My big issue is the final boss, which I think is terrible from both a design and a lore standpoint. I can see the logic behind it, and I can even buy that this was set up previously and not a total asspull. Doesn’t mean I think it’s narratively satisfying. We all know who it should have been, but instead of delivering on a major plot thread we ended up with George R R Martin writing about god-damned incest again.

Can we not, George? Can you be normal for five minutes?

Void Stranger

I have barely scratched the surface of this game, and it promises a lot more than the superficially simple puzzles would indicate. I just need to find a breakthrough.

Quester

A simple dungeon-crawler set in post-apocalyptic city-ruins. 90s-ass anime character design. Looks sounds and feels like a low-budget gem for the DS. Lets you fall into a nice comfortable pattern of make some progress, go back to base, repeat. Doesn’t ask much of you, which is good because it was my cool down from two solid months of Elden Ring.

Baldur’s Gate 3

BG3 has made something abundantly clear: I didn’t actually want to play BG3. I wanted to play Disco Elysium or XCOM again. I’m 8 hours in and already it is feeling like a tedious, miserable slog, even on the lowest difficulty that straight up doubles our health. I sure hope the official mod support will work on Steam Deck, because that’s the platform I’m stuck playing it on and trying to install normal mods is too many steps.

It would be a mostly enjoyable game if it wasn’t 5e. It’d be great if it wasn’t 5e. But it’s 5e and no, translating it to a video game doesn’t make it feel any better to play. Failed rolls in conversations don’t do anything interesting or entertaining, combat is a clunky, sludgy mess. The UI is a pain to navigate on deck, there are too many options, I rarely get dialogue options that I actually want to use, the character customization options are so lackluster that I am baffled they even included customization in the first place.

(Pathfinder 2 moving to an action point system was the best move they could have made: I cannot fucking stand how many wasted actions are in your typical combat.)

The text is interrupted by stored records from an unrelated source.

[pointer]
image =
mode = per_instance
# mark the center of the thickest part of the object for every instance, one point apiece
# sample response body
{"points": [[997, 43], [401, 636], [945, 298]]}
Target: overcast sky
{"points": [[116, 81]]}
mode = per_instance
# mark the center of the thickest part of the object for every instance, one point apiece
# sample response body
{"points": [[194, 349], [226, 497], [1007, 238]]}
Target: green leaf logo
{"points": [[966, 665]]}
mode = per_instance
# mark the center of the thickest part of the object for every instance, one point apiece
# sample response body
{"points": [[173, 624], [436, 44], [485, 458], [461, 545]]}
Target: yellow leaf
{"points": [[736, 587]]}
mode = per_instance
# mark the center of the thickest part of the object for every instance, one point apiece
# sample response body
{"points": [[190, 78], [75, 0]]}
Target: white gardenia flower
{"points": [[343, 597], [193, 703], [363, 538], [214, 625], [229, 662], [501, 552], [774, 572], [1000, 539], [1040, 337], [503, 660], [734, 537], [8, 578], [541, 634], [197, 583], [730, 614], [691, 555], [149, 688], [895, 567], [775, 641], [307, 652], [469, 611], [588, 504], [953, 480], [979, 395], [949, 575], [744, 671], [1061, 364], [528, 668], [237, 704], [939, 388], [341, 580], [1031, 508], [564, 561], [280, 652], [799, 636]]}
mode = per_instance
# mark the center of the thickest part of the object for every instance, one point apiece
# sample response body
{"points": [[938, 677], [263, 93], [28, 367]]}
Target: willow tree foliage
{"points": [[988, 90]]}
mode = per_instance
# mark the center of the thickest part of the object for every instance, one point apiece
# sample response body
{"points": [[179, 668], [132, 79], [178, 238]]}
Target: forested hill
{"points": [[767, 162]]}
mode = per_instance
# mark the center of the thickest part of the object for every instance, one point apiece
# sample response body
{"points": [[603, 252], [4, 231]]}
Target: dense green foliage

The party members are by and large unpleasant and occasionally irredeemable jackasses, only balancing out after several hours. Karlach is the best (no points for guessing that she would be my favorite, I am nothing if not predictable). Gale is cool, Wynn is boring but he gets bumped up several tiers in comparison to Shadowheart’s pointless tsundere hostility, Lae’zel the space fascist, and Astarion the king of rancid vibes.

(After his first big shitheel incident, I kept him alive because he has a +8 to lockpicking. Now that I can get hirelings, the next time he tries anything he’s getting a warhammer to the noggin. That shit don’t fly with me normally, let alone when playing a goody-two-shoes paladin.)

The character writing is extremely formulaic; everyone has this big tragic secret they’ll hint at but won’t say outright, and by the fifth or sixth time it was getting extremely tiresome. (Karlach once again being the best by default because she just tells you what her deal is and is, you know, open and friendly about shit in general.)

So all in all, it is a deeply frustrating game that I want to like, and that I can see the good parts within - but god damn, I wanted fantasy XCOM with a dating sim attached and this ain’t it, chief. I guess that’s on me. I thought it would be something it clearly is not.

(If you do know of a good fantasy XCOM with or without a dating sim attached, do let me know. Tactical Breach Wizards is already on my radar.)